Monday, January 16, 2017

'Murder on the Nile' to be Performed at Quick Center

Aquila Theatre performers in a scene from “Murder on the Nile.” Aquila will present Agatha’s Christie’s classic murder mystery at St. Bonaventure University on Jan. 19.
New York City-based Aquila Theatre, celebrating its 25th anniversary season, will perform Agatha Christie’s classic murder mystery “Murder on the Nile” at 7:30 p.m. Thursday, Jan. 19, at St. Bonaventure University’s Regina A. Quick Center for the Arts.

It is the fifth presentation of the 2016-17 Friends of Good Music season.

Christie is regarded as one of the great mystery writers in world literature, and this new production features a masterful whodunit and Aquila Theatre’s clever signature style.

“Murder on the Nile,” Christie’s own staging of her famous novel “Death on the Nile,” is set on a paddle steamer cruising Egypt’s legendary Nile River in the 1940s. The passengers are abuzz when famous heiress Kay Ridgeway and her penniless new husband, Simon Mostyn, board the ship.

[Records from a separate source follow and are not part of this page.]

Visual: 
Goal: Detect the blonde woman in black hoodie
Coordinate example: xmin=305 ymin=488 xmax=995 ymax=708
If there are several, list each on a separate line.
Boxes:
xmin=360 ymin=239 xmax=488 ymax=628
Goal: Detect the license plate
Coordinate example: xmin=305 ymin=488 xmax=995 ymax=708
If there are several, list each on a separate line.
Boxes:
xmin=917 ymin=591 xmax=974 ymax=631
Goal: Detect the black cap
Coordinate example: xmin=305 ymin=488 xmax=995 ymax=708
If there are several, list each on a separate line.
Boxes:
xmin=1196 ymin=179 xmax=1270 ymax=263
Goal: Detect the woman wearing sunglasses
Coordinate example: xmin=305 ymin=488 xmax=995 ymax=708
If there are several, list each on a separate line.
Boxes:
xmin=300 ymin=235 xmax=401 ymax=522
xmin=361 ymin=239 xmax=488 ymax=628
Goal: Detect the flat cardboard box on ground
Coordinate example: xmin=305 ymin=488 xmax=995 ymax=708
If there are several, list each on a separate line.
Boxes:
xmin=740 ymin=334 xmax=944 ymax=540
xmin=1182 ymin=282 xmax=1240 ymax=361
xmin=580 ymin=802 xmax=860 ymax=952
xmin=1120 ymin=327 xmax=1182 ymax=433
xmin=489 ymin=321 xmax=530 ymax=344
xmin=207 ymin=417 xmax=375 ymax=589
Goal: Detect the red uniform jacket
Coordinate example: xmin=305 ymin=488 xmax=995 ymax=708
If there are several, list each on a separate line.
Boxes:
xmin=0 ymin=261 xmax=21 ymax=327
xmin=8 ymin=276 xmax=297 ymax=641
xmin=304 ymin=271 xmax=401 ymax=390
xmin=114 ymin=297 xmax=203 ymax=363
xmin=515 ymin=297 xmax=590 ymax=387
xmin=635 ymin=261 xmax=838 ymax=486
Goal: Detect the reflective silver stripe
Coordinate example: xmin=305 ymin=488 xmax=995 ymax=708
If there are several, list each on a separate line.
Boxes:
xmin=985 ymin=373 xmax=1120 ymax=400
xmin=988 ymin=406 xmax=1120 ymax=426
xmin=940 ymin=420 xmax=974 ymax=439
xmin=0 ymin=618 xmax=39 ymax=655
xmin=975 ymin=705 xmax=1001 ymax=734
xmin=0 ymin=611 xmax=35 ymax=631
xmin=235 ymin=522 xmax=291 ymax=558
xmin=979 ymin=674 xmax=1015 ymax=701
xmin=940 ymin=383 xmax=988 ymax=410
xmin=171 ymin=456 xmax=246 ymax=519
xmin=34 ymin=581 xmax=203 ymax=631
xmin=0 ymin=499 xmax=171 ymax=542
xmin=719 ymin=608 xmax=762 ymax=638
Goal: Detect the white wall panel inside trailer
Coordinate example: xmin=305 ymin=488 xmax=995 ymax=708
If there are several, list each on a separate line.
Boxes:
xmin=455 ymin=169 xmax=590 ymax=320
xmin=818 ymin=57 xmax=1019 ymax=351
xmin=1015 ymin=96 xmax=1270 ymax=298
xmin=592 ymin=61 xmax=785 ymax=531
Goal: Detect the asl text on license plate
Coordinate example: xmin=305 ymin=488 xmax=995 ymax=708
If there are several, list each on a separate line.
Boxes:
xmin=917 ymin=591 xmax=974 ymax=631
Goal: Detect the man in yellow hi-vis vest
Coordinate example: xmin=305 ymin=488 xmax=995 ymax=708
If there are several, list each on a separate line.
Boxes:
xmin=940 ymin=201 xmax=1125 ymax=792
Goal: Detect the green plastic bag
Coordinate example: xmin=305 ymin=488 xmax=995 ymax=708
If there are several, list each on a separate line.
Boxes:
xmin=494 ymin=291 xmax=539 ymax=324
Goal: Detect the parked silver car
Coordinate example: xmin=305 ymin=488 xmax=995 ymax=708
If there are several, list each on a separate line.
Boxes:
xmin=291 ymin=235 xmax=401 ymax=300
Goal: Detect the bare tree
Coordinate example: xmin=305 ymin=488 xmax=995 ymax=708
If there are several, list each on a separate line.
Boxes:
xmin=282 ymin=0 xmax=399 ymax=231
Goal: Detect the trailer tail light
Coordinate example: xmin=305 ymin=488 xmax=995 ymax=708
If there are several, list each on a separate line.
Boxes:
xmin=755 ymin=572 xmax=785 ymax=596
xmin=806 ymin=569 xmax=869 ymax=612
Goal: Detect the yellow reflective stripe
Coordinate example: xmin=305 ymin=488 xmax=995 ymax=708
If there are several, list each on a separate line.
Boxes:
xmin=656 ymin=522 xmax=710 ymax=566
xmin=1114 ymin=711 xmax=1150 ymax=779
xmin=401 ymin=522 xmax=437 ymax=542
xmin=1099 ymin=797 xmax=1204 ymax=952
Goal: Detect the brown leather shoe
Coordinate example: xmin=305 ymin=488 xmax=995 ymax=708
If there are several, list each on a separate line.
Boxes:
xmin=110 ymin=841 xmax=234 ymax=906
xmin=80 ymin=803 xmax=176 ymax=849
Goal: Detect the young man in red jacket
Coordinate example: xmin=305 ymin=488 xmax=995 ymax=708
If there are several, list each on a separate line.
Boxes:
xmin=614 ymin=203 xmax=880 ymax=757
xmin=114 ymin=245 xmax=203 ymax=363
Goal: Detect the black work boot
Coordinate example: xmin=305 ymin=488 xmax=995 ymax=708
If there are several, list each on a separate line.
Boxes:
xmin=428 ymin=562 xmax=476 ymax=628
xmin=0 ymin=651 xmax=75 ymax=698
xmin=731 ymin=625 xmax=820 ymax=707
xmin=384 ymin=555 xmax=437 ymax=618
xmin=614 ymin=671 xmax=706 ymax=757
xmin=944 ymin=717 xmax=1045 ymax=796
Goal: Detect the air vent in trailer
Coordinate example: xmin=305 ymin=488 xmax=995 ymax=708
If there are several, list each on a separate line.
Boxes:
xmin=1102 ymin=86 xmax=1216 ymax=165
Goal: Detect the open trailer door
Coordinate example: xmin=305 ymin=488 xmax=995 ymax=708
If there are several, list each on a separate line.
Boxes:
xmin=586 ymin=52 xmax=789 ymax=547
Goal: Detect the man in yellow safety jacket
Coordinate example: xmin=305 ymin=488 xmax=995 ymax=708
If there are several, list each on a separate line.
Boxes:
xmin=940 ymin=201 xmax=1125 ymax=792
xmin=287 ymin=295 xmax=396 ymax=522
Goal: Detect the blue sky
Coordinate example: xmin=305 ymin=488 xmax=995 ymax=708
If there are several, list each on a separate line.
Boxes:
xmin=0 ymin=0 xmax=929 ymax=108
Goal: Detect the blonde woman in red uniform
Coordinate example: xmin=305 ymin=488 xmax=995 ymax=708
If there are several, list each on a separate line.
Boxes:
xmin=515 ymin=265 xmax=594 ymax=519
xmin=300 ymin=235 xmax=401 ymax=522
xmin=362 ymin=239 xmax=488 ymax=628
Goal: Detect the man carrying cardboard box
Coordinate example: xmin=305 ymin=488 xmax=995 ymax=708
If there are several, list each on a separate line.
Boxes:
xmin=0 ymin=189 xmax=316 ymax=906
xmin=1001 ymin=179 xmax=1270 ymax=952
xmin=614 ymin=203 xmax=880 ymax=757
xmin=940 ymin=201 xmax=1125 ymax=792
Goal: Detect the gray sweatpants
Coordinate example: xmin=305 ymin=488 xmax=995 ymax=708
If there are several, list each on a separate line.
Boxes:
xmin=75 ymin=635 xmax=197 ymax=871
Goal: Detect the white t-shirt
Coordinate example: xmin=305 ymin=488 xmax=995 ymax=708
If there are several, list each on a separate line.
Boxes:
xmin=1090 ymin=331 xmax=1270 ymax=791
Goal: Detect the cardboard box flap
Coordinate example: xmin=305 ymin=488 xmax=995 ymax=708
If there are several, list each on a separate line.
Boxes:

Class, money and reputation are at stake in one way or another for the passengers, and before they know it, deceit, theft and murder make waves on the river. A host of colorful and mysterious characters, including spurned lover Jacqueline De Severac, protective uncle Canon Pennefather, and a troubled German doctor, add to the drama and suspense of this classic mystery.

Who can be trusted? Who holds the truth? Who is a suspect? Whodunit?

Aquila Theatre brings its innovative touch to this deliciously dangerous murder mystery, with what has been described as “brilliant direction, superb acting, thrilling physicality and stunning designs.”

Aquila’s production is set in the early 1940s during World War II at the BBC Home Service studios in London. Air raid sirens were a regular occurrence in London during this time as Great Britain was on constant alert to bombings by Germany. Members of the theater troupe have arrived and are preparing for a live radio broadcast of “Murder on the Nile.” Another air raid has prevented the full cast from assembling and yet, the show must go on, somehow.

This presentation is funded in part by the New York State Council on the Arts Decentralization Regrant program with support from Gov. Andrew Cuomo and the New York State Legislature, and is administered by the Cattaraugus County Arts Council.

Tickets are $20 per person at full cost, $16 for senior citizens and St. Bonaventure staff, and $5 for students. For tickets and information, call The Quick Center at (716) 375-2494.

For each Friends of Good Music performance, The Quick Center will open its galleries one hour before the performance and keep them open throughout the intermission. Regular gallery hours are 10 a.m. to 5 p.m. Monday through Friday, and noon to 4 p.m. Saturday and Sunday.